Mauldin told him he had no one to call.
By the end of his career at Louisville, he had plenty of people. Happy and confident in his environment, Mauldin tore down the emotional walls, revealing his true personality. He was popular on campus, a remarkable success story that generated plenty of buzz in the media.
He graduated in 3½ years with a degree in communications, and of course Hester and Gooden flew up to see the ceremony. Previously, they were his escorts on Senior Day, along with assistant coach Clint Hurtt. For graduation, Gooden said she "got chill bumps and shed a few tears" as Mauldin walked across the stage.
For Mauldin, it was the thrill of a lifetime.
"It felt like a Super Bowl," he said. "A Super Bowl of academics."
They ate chicken wings and played charades on the second night of the NFL draft, passing the time until Mauldin's name was called. More than 25 people gathered at his girlfriend's house in Lexington, Kentucky, to celebrate the occasion.

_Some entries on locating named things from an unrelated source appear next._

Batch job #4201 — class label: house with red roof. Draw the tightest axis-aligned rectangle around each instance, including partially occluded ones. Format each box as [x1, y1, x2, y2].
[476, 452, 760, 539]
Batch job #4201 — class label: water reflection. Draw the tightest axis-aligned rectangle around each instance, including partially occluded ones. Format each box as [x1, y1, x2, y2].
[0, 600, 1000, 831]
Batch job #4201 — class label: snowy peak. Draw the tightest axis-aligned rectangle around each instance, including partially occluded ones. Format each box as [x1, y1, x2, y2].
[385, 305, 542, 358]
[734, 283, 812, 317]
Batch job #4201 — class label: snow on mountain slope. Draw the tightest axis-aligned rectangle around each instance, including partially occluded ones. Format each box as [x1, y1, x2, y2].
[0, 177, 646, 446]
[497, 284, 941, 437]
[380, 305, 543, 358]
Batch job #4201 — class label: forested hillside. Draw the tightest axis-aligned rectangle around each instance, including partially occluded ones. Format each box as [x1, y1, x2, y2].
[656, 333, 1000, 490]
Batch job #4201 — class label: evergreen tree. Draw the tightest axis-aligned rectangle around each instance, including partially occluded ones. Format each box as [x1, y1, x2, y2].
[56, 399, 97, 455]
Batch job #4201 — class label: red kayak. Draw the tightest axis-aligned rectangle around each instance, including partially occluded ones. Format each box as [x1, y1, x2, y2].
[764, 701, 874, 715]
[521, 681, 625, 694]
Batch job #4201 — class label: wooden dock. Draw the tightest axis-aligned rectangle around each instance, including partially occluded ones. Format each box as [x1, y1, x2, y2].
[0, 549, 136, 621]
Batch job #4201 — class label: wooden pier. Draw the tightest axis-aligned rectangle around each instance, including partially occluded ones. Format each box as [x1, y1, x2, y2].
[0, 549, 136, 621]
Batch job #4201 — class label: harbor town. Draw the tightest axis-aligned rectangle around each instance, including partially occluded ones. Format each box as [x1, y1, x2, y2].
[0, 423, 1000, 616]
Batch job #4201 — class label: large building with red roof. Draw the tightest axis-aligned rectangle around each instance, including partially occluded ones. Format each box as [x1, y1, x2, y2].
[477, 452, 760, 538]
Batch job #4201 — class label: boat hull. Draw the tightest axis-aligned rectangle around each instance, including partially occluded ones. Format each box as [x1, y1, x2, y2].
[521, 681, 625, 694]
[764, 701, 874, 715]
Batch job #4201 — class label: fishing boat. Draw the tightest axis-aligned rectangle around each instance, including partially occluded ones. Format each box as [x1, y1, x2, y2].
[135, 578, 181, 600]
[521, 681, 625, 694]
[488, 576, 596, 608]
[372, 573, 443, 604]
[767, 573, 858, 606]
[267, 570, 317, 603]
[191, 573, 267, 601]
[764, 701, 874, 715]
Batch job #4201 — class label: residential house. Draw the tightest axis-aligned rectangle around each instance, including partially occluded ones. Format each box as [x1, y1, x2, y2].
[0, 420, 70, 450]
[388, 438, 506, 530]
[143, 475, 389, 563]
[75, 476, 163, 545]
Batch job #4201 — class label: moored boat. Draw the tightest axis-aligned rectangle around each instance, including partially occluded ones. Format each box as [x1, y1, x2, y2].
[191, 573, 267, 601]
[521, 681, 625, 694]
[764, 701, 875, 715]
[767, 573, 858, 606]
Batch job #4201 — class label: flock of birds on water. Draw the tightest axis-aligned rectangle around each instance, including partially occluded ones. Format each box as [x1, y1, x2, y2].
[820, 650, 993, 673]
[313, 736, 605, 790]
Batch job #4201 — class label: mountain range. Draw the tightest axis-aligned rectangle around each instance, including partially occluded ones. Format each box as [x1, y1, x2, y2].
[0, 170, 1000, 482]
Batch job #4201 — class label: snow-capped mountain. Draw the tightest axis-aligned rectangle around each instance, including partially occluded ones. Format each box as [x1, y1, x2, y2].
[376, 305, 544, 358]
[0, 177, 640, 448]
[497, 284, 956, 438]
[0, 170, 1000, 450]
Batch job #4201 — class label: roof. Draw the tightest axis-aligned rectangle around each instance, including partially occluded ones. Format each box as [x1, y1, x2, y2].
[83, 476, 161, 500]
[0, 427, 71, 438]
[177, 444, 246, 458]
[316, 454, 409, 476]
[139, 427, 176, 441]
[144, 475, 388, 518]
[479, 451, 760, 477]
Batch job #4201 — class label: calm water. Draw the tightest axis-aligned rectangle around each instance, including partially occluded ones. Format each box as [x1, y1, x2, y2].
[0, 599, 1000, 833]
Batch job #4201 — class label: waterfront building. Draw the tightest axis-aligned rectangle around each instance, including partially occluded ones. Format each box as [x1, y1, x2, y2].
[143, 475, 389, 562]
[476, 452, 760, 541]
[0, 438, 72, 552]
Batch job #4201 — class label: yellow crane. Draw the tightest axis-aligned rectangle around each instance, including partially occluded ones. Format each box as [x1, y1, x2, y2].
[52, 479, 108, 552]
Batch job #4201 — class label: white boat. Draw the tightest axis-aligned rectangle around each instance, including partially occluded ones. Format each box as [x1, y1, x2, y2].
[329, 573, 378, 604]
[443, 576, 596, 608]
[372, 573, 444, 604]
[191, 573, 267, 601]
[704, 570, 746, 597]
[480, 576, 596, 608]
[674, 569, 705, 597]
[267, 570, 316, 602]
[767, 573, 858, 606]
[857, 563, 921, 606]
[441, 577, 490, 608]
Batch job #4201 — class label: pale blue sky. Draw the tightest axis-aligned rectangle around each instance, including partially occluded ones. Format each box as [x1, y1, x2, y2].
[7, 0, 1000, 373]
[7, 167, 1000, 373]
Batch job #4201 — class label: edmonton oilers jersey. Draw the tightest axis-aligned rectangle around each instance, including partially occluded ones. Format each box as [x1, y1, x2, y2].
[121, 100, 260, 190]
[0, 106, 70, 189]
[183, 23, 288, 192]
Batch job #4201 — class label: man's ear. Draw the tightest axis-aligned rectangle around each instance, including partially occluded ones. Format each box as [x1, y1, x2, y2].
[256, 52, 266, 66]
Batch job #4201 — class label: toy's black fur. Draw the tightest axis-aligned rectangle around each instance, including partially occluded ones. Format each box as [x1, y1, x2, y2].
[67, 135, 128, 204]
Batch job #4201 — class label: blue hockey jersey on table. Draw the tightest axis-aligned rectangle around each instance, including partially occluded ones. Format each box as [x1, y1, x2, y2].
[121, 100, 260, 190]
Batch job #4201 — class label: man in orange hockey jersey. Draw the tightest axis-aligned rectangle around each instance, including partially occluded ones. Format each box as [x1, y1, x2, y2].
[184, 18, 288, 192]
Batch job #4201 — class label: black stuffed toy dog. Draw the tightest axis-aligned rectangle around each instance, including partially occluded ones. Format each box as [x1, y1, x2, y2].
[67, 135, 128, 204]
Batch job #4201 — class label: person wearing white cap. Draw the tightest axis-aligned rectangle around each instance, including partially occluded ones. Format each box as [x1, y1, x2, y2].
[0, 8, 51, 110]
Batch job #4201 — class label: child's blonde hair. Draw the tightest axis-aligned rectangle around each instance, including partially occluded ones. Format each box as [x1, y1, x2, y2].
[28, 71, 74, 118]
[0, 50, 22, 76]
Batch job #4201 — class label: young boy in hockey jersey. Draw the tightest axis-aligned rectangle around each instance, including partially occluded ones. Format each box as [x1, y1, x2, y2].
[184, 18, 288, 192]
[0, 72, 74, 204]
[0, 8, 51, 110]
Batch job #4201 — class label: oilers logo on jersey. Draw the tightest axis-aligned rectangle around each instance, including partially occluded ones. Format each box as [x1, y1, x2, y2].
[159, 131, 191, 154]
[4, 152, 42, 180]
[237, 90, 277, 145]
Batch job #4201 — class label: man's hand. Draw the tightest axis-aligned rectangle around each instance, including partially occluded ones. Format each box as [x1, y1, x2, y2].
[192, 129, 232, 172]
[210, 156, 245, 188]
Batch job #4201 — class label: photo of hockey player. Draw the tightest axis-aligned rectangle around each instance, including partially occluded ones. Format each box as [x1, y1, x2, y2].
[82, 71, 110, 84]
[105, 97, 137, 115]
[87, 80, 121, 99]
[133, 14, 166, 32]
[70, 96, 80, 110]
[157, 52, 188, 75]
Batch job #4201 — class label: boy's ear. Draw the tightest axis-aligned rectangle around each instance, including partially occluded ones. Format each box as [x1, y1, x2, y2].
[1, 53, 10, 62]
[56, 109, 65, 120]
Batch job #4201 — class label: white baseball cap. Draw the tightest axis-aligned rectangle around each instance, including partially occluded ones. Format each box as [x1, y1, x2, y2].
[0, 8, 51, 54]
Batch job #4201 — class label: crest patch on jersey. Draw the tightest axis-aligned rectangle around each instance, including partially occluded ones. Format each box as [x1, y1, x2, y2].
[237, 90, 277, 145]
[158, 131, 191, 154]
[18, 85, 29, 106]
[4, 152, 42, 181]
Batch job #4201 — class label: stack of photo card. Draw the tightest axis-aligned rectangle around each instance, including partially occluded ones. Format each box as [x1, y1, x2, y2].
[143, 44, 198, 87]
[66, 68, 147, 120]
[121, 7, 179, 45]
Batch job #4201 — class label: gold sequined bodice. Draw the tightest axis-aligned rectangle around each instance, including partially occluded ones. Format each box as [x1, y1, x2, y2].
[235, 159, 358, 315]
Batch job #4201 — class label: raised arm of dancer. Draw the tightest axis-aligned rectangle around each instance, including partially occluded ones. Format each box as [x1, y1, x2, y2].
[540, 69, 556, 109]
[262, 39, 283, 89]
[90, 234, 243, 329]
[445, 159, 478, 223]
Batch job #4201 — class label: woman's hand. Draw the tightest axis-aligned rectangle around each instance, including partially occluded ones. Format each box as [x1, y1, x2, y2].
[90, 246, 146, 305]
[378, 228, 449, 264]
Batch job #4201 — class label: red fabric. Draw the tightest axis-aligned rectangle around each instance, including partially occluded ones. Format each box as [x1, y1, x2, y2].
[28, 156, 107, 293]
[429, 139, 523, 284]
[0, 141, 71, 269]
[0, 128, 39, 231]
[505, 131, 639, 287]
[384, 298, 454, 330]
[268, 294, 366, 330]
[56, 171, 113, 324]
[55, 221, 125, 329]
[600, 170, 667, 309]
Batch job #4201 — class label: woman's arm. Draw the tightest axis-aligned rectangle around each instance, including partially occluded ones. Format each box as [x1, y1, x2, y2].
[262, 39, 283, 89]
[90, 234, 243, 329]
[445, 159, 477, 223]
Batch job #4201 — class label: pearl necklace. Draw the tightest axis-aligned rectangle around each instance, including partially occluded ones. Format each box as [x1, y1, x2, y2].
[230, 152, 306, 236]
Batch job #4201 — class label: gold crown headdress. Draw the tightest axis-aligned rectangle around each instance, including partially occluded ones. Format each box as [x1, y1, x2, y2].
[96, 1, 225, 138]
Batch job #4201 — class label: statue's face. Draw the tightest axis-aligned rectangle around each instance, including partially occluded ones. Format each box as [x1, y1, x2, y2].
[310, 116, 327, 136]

Mauldin repaired to a quiet room upstairs when the call came from the Jets. Actually, it came twice; he missed the first one. The Jets called back moments later. He recognized the 973 area code on his phone, tipping him off to what was about to happen.
Everyone started screaming, and Mauldin was so overcome with emotion that he nearly fainted. Friends slid a chair under him, just in case he collapsed. No one wanted to catch a 6-foot-4, 260-pound body.
"That big, ol' boy was about to pass out," said Gooden, laughing at the memory.
There were tears and laughs and hugs. Lorenzo gave a speech and, naturally, he choked up before he could finish. The little boy with no family life and so much anger was gone; here was a 22-year-old man, at peace, surrounded by love.
A few days later, Mauldin stood in the Jets' plush locker room and was asked about those long-ago fights with the cruel kids who laughed at his old shoes and dirty clothes.
He paused for a moment.
"Look at me now, that's all I can say," he said. "Look at me now."